One of them swore he was innocent, and placed a curse on the church tower clock when his final appeal for clemency was refused. To this day the four faces of the clock do not tell the same time.
27. Holyhead Roman Fort
There aren’t a great many things to do in Holyhead to detain you long.
It’s a busy, workaday port with a great deal of traffic passing through.
The one place of note in Holyhead town centre is the small Caer Gybi Roman fort, which is across the street from the Old Harbour.
The walls are very well-preserved, and the medieval parish church of St Cybi is also housed within.

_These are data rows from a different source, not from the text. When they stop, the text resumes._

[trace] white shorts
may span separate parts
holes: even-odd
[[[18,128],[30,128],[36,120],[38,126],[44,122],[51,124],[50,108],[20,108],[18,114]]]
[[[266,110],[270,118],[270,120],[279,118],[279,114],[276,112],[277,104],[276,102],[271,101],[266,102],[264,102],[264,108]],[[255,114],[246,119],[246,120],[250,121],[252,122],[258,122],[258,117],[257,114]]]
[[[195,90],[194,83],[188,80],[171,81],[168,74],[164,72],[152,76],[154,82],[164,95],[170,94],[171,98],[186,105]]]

There are other Roman remains nearby, at Caer Y Twr hillfort on the summit of Holyhead Mountain.
28. Ferry to Ireland
Holyhead’s main earner is the Stena Line ferry to Dublin that departs up to four times a day. I haven’t done it myself, but know several people who have done a day trip to Ireland from Holyhead.
The timings of the ferries are such that you can go there and back in a day, or opt for an overnight stay in Dublin.
We’ve never seemed to have enough time to spend at Trearddur Bay, a fine Blue Flag beach a couple of miles from Holyhead, which is a great pity.
It’s a lovely wide, flat beach, absolutely ideal for families and kids. It’s enormous, so there’s always plenty of space for everyone.
The Trearddur Bay Hotel, which overlooks the beach and sea, is one of the best hotels on Anglesey.
The smaller, wilder Porth Dafarch beach is just up the road towards South Stack.